As we prepare to celebrate the day that Jesus rose victorious over death, let us remember his great love for us. He will never leave us or forsake us. He went through Hell to save us. He willingly laid down his life...the perfect atoning sacrifice...when we were helpless to save ourselves. He didn't have to do it. We certainly didn't deserve to have him take our place and he certainly didn't deserve the suffering he endured for our sake. He could have saved himself at any point. 
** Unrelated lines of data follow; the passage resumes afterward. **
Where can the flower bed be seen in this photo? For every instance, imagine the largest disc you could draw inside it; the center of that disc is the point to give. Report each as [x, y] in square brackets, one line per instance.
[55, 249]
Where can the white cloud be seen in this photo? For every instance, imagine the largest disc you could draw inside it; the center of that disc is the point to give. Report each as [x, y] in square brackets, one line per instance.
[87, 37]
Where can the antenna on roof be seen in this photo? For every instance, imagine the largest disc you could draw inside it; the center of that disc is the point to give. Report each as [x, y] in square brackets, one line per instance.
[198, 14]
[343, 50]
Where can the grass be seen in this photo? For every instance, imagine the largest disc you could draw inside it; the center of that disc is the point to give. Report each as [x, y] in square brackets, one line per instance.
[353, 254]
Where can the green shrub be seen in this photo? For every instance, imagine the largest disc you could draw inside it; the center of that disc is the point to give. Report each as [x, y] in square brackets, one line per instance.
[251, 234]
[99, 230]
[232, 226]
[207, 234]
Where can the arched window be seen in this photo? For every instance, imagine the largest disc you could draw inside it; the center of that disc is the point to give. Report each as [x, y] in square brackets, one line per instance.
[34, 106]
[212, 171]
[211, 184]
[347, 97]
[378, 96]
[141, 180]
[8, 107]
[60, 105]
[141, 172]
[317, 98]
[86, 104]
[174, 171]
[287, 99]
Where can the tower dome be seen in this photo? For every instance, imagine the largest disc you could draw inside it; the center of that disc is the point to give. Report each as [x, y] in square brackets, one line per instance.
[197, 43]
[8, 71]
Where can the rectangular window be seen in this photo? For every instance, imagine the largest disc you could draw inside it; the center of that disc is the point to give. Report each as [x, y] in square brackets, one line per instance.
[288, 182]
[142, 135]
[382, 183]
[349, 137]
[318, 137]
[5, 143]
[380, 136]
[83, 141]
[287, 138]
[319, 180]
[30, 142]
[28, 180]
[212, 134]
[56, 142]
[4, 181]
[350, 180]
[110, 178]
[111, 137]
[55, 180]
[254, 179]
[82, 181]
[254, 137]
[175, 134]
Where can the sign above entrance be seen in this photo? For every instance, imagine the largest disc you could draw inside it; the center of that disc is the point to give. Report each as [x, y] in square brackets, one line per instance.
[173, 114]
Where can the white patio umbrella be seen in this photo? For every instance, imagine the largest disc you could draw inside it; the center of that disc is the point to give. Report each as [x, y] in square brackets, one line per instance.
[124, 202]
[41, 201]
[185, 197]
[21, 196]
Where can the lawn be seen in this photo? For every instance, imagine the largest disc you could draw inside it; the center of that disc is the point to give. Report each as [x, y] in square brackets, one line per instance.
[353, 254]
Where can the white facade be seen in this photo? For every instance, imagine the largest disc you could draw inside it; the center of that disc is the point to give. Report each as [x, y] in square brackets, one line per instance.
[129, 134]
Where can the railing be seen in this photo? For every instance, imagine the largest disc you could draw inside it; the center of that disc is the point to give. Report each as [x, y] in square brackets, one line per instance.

But, "in the greatest act of love in the history of the universe, he stayed."

Happy Easter!!

1 comment:

  1. Your transparency in this one is palpable. Identifiable.To offer some encouragement: Christ is the Man/God of Miracles. Christ is the Man/God of impossibilities. It’s always amazing to hear and see great miracles in our own lives. Hope against all Hope. But, we are obligated to go through those scary and blind moments in order to see them. The great miracle of Christ’s resurrection is exalted by the fact that he had to die in order for the resurrection to happen. In order for something unbelievable to happen, an impossible situation must be first present. Death of Lazarus, Paul bitten by a venomous snake. Christ himself even let go of control in his crucifixion and death. I’m not saying you should make illogical decisions and expect Christ to do something, but maybe letting go of control over something in your prayers will open the path for Christ to work. I would be remiss if I didn’t tell you of the 1980 Miracle USA Hockey team, and Secretariat the Triple Crown Horse Winner. They communicate “impossibilities” in life, and how they succeeded. And if Christ does not bless something? Would you still worship him?
    Daniel 3:16-18

    Shadrach, Meshach and Abed-nego replied to the king, “O Nebuchadnezzar, we do not need to give you an answer concerning this matter. If it be so, our God whom we serve is able to deliver us from the furnace of blazing fire; and He will deliver us out of your hand, O king. But even if He does not, let it be known to you, O king, that we are not going to serve your gods or worship the golden image that you have set up.”

    Even if he does not, we still refuse to serve your gods.

    I hope Christ clearly responds to your petitions.